Sayfadaki en ilginç bilgi, Janse’nin son çalışmasının tümüyle Yunanca-Türkçe karışımı “Cappadocian” (Kapadokyaca) üzerine olduğu. Yayınlar listesinde göre hazırlık aşamasında gözüken bu kitabın ismi Cappadocian/Asia Minor Greek (Kapadokyaca/Anadolu Yunancası).

Janse’nin sayfasında, onun Türkçe bildiğine dair bilgiye rastlanmıyor. (Janse’nin keşfine ortaklık eden akademisyen, Patras Üniversitesi Filoloji Fakültesi Öğretim Üyesi Dr. Dimitris Papazachariou’nun kişisel sayfası ise “yapım aşamasında”. Fonetik ve lehçeler üzerinde çalışan Papazachariou’un formasyonunu gösteren dijital ortamda yayınlanmış bir kaynak yok.)

Çelişkiler, yanlışlar

UNESCO için çalışan uzmanların, bu iki akademisyenin çalışmalarını referans göstererek Yunanca olduğunu kabul ettiği bir dilin, yine o akademisyenlerden biri tarafından, Kapadokyaca ismiyle anılması ve “Yunanca Türkçe karışımı bir dil” olarak tanımlanması çelişkinin ilk basamağı.

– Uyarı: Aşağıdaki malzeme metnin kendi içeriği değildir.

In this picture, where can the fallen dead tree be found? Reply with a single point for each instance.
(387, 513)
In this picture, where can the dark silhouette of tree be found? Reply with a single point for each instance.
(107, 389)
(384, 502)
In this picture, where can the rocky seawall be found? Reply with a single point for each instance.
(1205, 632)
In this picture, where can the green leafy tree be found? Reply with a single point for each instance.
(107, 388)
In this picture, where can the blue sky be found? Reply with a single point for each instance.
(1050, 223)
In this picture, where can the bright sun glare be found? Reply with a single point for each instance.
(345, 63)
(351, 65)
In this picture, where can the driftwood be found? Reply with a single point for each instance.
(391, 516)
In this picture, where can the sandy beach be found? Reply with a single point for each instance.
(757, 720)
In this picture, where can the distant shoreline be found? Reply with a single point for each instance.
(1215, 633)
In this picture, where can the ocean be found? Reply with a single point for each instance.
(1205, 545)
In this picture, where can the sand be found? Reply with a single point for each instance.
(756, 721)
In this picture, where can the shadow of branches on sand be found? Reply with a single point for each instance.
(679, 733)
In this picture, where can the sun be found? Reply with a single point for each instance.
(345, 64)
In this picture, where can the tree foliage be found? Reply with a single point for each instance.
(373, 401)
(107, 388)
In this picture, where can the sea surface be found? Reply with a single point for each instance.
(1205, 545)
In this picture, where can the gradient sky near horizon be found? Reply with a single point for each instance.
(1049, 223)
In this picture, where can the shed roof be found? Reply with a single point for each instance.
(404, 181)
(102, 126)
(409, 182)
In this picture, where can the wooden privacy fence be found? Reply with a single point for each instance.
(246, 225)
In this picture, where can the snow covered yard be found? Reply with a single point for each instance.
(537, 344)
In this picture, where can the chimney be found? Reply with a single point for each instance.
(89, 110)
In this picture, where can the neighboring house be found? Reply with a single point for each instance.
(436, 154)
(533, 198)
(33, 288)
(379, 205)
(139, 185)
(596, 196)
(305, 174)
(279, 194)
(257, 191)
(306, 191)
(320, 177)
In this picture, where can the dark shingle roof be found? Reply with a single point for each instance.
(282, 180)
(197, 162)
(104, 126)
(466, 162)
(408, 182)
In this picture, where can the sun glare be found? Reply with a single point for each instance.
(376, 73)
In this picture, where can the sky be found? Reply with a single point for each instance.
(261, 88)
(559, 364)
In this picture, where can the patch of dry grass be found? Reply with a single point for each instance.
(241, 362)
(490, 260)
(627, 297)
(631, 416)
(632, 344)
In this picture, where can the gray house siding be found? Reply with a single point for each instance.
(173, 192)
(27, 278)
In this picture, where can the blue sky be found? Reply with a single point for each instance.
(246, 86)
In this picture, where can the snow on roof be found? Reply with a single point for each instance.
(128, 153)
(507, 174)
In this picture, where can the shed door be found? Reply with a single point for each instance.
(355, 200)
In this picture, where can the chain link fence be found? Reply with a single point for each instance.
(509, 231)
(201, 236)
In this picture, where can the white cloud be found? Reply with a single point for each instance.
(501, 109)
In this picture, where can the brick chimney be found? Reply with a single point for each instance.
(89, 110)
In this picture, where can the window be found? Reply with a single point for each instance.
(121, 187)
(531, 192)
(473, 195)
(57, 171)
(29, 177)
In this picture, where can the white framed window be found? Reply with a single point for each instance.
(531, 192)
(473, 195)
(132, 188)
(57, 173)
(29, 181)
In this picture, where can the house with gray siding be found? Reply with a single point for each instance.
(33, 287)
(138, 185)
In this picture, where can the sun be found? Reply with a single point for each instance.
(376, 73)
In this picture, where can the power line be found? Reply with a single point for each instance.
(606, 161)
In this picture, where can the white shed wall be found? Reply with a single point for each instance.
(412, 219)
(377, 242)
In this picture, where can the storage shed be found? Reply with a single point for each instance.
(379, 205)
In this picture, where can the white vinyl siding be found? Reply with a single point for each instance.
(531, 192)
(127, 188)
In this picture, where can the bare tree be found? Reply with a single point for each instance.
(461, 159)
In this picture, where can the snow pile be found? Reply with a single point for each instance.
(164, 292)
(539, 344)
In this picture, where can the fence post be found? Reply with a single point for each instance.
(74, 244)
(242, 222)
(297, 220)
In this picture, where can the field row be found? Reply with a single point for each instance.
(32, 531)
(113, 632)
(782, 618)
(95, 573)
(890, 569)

Bilim adına yaralayıcı olan bir başka nokta ise Janse ve Papazachariou’nun 2005 yılında, 1960’larda yok olduğu kabul edilen bu dili konuşan insanlara ulaşmasının “keşif” olarak nitelendirilmesi. Çünkü dilin kaybolduğu söylenen tarihle “keşfedildiği” iddia edilen zaman arasında yaklaşık 40 yıl var. Tükendiği kabul edilen bir dili bu kadar uzun bir zaman diliminde fark edememek, keşif şöyle dursun, olsa olsa görmezden gelmek, en hafif tabirle bilim adamlarının bilgisizliğine işaret ediyor. Üstelik 2005’ten çok önce Karamanlıca hakkında Türkçe ve diğer dillerde (Yunanca, İngilizce ve Fransızca) yayınlar var.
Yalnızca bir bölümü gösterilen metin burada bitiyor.